右側の健側の写真と比べてみると、骨がはがれている状態がよくわかります。

〜症例2〜

次はまた別の患者さんの写真です。

サッカーの試合でボールを空蹴りしたとき激痛が走り、歩けなくなり来院されました。

×印の部分に圧痛があり、特に↑の先の部分が痛みました。

左右を比較して股関節のレントゲンを撮ってみると、右の↑の先に骨がはがれているのが写っています。

治療としては、痛みのある間は歩行時は松葉杖をついてもらいますが、10日ぐらいすれば痛みも無くなるので、その時点で松葉杖をとります。
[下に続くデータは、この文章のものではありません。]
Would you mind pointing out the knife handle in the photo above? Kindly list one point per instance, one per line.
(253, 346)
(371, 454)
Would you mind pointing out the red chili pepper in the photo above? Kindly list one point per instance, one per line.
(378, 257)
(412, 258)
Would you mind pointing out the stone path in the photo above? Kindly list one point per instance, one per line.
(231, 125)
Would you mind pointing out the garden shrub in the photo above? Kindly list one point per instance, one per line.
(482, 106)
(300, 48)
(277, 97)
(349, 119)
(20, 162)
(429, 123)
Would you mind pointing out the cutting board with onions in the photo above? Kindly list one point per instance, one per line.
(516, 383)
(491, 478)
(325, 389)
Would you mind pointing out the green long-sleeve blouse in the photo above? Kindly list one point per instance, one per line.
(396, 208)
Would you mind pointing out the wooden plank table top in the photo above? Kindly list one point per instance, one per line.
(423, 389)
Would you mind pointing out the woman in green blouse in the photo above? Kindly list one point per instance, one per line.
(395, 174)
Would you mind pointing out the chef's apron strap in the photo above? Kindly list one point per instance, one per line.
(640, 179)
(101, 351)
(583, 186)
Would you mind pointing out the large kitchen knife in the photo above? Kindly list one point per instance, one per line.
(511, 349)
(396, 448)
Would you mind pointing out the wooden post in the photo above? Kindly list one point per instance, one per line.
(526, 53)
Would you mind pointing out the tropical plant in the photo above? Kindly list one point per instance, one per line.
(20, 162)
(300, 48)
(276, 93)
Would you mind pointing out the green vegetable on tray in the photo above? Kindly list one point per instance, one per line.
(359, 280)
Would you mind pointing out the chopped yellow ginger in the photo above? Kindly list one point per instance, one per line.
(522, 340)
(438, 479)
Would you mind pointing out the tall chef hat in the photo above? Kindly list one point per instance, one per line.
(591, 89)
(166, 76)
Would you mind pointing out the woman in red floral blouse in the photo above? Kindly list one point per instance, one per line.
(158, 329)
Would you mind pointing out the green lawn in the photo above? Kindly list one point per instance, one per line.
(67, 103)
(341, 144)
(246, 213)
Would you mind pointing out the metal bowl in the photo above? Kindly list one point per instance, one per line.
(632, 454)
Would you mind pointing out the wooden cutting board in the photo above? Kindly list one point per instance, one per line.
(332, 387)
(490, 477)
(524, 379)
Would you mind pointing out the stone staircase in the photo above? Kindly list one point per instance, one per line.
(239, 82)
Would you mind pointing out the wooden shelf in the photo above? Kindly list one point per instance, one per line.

ストレッチなどをしながら、ゆっくり筋肉の柔軟性を高めることも並行して行います。

3週間後にレントゲンを撮ると、骨癒合が見られ、痛みも無かったので、練習を再開しました。

〜症例3〜

次は15歳のサッカー部所属の男性です。

2日前のサッカーの試合中、走ろうとしたときに、左股関節に音がして走れなくなったということで来院されました。

赤い矢印で示したところに圧痛があり、その周囲に腫脹も見られました。

レントゲンを撮って左右を比較すると、左の下前腸骨棘に裂離した骨片が認められました。

左右の股関節を別の角度で撮影してみると、はっきりと裂離した骨片が骨盤から剥がれており、明らかに開きも見受けられます。(赤色矢印の先)

ですので、松葉杖を使って、体重をかけずに歩行していただくことを指導しました。

初診時

レントゲン画像では、左股関節に下前腸骨棘部(赤色矢印部分)に、はっきりと剥がれた骨片が写っています。

2週後

受傷後2週間後のレントゲン画像です。この時点で赤色矢印て示した下前腸骨棘で仮骨形成が確認できました。

1カ月後

1か月後のレントゲンでは
仮骨形成がしっかりできているのが確認できます。この時点で、痛みも無くなっていました。

2カ月後

受傷後2カ月後のレントゲン画像では、完全に骨癒合が見られました。
初診時にあった隙間が埋まっているのが良くわかります。
この時点でスポーツ復帰を許可しました。

成長期に、スポーツをしていて股関節の痛みを訴える場合は、

上記でご紹介したように、骨折をしている場合もあります。

股関節の痛みが長く続いているときは、

早めにお近くの整形外科を受診されることをお勧めいたします。